Here is an examle user-data.ps1 file I use (slightly modified from one Adam Edwards shared with me):

<powershell>
 
$user="testuser"
$password="yomama"

"[System Access]" | out-file c:\delete.cfg
"PasswordComplexity = 0" | out-file c:\delete.cfg -append
"[Version]"  | out-file c:\delete.cfg -append
'signature="$CHICAGO$"'  | out-file c:\delete.cfg -append

net user /add $user $password;
net localgroup Administrators /add $user; 
 
winrm quickconfig -q
winrm set winrm/config '@{MaxTimeoutms="1800000"}'
winrm set winrm/config/service '@{AllowUnencrypted="true"}'

netsh advfirewall firewall set rule name="Windows Remote Management (HTTP-In)" profile=public protocol=tcp localport=5985 remoteip=localsubnet new remoteip=any
 
</powershell>

Here the user is first created, given admin rights and finally winrm is setup.


#4

User data is slightly different but does the same thing:
-Enable WinRMI
-Restarts winrm service
-Disables proxy
-Set admin’s password to known one which would be used during bootstrap process.

I have never managed to bootstrap instance in one step. Even knife bootstrap windows rmi ... fails if executed intermediately after failure of knife ec2 server create .... I repeatedly invoke knife bootstrap windows rmi ... which fails with different error message (depending on the state of winrm service). After few minutes it succeeds.
It is easy to draw conclusion that preconditions were not fulfilled to bootstrap instance. It is reproducible. It fails every time.
As a quick work around I will create custom AMI with installed chef client.
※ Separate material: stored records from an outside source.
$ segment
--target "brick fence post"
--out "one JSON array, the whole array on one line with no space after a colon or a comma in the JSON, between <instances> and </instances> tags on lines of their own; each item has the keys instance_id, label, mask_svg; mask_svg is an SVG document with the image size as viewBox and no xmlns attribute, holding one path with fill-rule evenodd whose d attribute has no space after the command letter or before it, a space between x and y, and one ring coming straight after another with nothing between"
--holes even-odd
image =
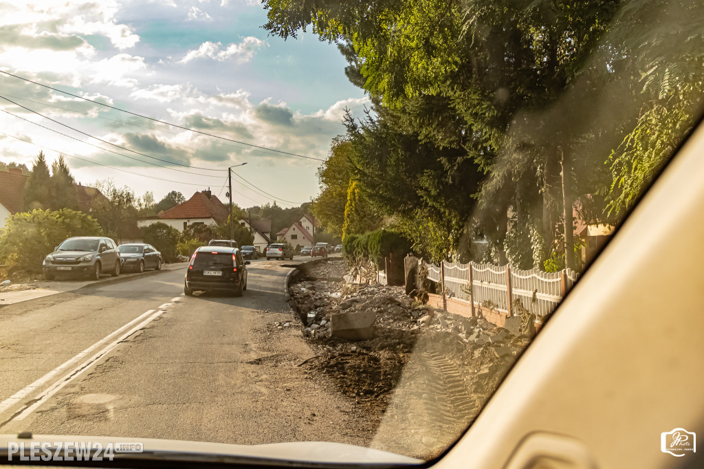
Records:
<instances>
[{"instance_id":1,"label":"brick fence post","mask_svg":"<svg viewBox=\"0 0 704 469\"><path fill-rule=\"evenodd\" d=\"M560 296L565 298L567 292L567 270L562 269L560 273Z\"/></svg>"},{"instance_id":2,"label":"brick fence post","mask_svg":"<svg viewBox=\"0 0 704 469\"><path fill-rule=\"evenodd\" d=\"M506 309L508 311L508 315L512 315L511 314L511 268L508 264L506 264L506 299L508 303L506 304Z\"/></svg>"}]
</instances>

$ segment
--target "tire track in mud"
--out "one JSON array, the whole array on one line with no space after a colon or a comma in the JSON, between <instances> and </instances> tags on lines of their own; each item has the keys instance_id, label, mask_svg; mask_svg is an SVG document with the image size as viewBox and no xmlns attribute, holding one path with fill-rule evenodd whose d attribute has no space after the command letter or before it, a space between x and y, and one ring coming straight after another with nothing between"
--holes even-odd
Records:
<instances>
[{"instance_id":1,"label":"tire track in mud","mask_svg":"<svg viewBox=\"0 0 704 469\"><path fill-rule=\"evenodd\" d=\"M477 398L467 389L459 366L436 351L420 354L427 375L428 398L424 399L432 423L442 427L466 427L481 408Z\"/></svg>"}]
</instances>

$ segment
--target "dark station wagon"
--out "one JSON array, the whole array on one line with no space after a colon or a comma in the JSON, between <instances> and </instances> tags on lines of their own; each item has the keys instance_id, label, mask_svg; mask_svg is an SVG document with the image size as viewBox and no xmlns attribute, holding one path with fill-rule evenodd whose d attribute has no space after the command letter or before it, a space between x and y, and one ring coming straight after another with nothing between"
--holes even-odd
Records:
<instances>
[{"instance_id":1,"label":"dark station wagon","mask_svg":"<svg viewBox=\"0 0 704 469\"><path fill-rule=\"evenodd\" d=\"M191 296L196 291L230 292L241 296L247 289L248 264L237 248L201 246L191 256L184 293Z\"/></svg>"}]
</instances>

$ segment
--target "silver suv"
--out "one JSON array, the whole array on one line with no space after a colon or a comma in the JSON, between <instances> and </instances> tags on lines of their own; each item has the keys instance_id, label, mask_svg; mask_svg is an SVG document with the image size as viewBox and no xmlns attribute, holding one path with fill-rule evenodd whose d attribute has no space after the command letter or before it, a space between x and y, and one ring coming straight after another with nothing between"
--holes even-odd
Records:
<instances>
[{"instance_id":1,"label":"silver suv","mask_svg":"<svg viewBox=\"0 0 704 469\"><path fill-rule=\"evenodd\" d=\"M44 278L53 280L59 274L86 275L97 280L105 271L120 275L120 251L115 242L100 236L68 238L44 261Z\"/></svg>"},{"instance_id":2,"label":"silver suv","mask_svg":"<svg viewBox=\"0 0 704 469\"><path fill-rule=\"evenodd\" d=\"M286 259L294 260L294 250L287 244L277 243L276 244L269 244L266 249L266 260L269 259Z\"/></svg>"}]
</instances>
I will specify user data which invokes first run of chef (which in turn registers node with chef server).


#5

How about changing your user-data to execute in this order:
-Disables proxy
-Set admin’s password to known one which would be used during bootstrap process.
-Enable WinRMI

This way your user has correct credentials as soon as WinRM becomes accessible.
Also, restarting winrm after enabling it is typically not necessary.


#6

Actual order of invocation is:
-Change password
-Configure WinrM
-Configure firewall
and
net stop winrm
sc.exe config winrm start=auto
net start winrm

I have checked fresh EC2 instance. WinRM service is set to autostart (delayed) but it is not running. It means “net stop winrm” will do nothing. Changing to start auto is also not necessary. The last one is needed: net start winrm. I am testing with t2.micro instances (1 CPU 1 GB RAM). They need more time to boot but it should not be reason to fail. Here is not question about seconds but few minutes.

BTW. I tried workaround to create custom image with configured prerequisites. It seems EC2 instances do not support UserData for custom images. (even basic script dir c:\ > c:\dir.txt did not produce output).


#7

What does your command line look like, e.g. knife ec2 server create ...? Are you passing a run list? We recently fixed a bug that exhibited this behavior if you weren’t. Those fixes haven’t been released yet, but you can workaround it by passing a run list.


Have you tried running with -V -V to get debugging output yet? If so, could you share it?

There was another bug where the stacktrace included in the debugging output wasn’t being included in some circumstances when using knife-ec2, but I don’t believe it affected knife bootstrap.


#8

I added --run-list option and it worked.
Thanks a lot :slight_smile: I am able to bootstrap instance in one step.